Where the corruption arises is in the bastard system of privatisation - PFI and PPI etc with its cosy circles of "preferred bidders" etc. It is part of a move to what is sometimes called "the enabling state" where the government contracts out its functions to private contractors in an EU-wide market. The administration of the East Riding of Yorkshire is contracted to a subsidiary of the German firm Bertelsmann, for instance.

The principal instrument of corruption is the "revolving door". Ministers and senior civil servants award huge contracts worth billions. Then they retire with their inflation-proofed pensions. A year later, they re-emerge as consultants and directors of the firms to which they awarded contracts.

There always was some corruption in public contracts although the 19th century civil service reforms abolished much of it. With the deliberate blurring between the public and private spheres it is back with a vengeance on a scale far greater than the 18th century because the state is so much larger today.

As far as I can see, the rot began to set in during the early Seventies with the advent of what might be termed "managerialism" in the civil service. It was thought that "business methods" would improve efficiency. At the same time Parliament became thoroughly professionalised. Until 1971 MPs got a pretty good salary (which they voted themselves), first class travel, franking for their post and (I think) 2,000 sheets of paper per year. That was all - no pension(unless they bought their own), no second home allowance, no researchers/office staff, no duck houses, no moat cleaning.

So the need for some outside interest was understandable. Tory MPs sometimes had their family businesses. Labour MPs got (and still do get) sponsorship from trade unions.

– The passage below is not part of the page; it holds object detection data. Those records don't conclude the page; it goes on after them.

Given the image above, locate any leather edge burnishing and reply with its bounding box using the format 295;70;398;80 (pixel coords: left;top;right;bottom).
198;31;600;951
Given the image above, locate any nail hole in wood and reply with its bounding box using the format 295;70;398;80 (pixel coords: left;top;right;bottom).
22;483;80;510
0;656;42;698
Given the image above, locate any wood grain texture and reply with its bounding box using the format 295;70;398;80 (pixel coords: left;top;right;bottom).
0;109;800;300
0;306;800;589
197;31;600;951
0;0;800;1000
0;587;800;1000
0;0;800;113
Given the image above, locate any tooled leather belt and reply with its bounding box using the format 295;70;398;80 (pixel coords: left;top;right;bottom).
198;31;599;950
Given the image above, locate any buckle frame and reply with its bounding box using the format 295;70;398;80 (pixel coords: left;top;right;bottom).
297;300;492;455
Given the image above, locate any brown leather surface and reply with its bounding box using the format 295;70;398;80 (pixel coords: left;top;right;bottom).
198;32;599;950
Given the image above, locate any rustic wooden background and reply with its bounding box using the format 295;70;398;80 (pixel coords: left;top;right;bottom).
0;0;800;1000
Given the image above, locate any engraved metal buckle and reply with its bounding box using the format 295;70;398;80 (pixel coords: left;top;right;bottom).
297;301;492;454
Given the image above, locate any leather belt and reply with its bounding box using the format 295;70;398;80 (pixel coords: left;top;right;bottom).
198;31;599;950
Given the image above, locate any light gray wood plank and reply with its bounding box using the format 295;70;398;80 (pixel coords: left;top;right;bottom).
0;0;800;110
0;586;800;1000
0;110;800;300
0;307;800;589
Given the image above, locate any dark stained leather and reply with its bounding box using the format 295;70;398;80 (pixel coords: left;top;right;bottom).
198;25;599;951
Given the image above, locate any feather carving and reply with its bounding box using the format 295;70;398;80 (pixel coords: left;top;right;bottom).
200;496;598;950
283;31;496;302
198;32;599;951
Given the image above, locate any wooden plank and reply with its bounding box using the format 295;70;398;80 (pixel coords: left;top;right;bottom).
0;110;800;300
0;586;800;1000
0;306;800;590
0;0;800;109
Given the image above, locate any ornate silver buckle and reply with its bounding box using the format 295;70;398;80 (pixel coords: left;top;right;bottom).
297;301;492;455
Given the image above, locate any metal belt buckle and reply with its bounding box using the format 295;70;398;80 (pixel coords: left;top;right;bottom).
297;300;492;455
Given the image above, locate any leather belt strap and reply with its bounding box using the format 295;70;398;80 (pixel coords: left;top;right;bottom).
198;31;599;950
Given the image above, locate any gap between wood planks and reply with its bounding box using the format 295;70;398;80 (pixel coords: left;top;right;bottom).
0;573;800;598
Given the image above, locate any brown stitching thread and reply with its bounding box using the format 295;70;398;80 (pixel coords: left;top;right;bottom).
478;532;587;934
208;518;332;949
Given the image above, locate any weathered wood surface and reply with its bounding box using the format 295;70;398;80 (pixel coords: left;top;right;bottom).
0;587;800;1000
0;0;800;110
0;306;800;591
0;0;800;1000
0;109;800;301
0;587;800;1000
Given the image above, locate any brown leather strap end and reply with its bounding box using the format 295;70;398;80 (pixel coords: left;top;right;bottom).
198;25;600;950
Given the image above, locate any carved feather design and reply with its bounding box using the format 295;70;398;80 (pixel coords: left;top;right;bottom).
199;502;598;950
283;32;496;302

A sponsorship from a health service union is surely just as much an "interest" as a business.

It may have altered, but the Swiss system, I understand, did not reward its MPs; they could expect the offer of several directorships on the morning after the election.

TomTom said...

Parliament's hours were fixed so that MPs who were barristers could continue with their practice in the courts, unless they became too busy as ministers

In what other system can a Member of the Legislature function as a Member of the Judiciary (Recorder) or represent Clients and Interests before Tribunals and Judges ?

In what other system is Preferment given to Members of the Legislature, ie. the speed with which Barristers in Parliament become QCs and increase their earning power ?

WitteringsfromWitney said...

PC: Totally agree.

ES: With regard to your second paragraph, I would beg to differ. Being a director of any company surely entails making your company more profitable? Being a director of a company in the field you mention must surely mean that he/she also has an interest in how the user operates? Ie, whilst the link may be tenuous, it is a link that should not be there.

I have to return to a pet argument and that is should not local people decide the healthcare they want and how any system should operate? Go look at the swiss model of healthcare.

I take your point about East Riding of Yorkshire and Bertelsmann - although to me this is but an example of how the EU will eventually install an EU health service.

In regard to your last paragraph, yes it is well known that swiss MPs, who are part time politicians, have outside interests, however due to direct democracy the swiss people have the ability to block/change/amend any proposal that their MPs proffer - we don't.

TT: Exactly. Which is why we need a system of direct democracy in this country.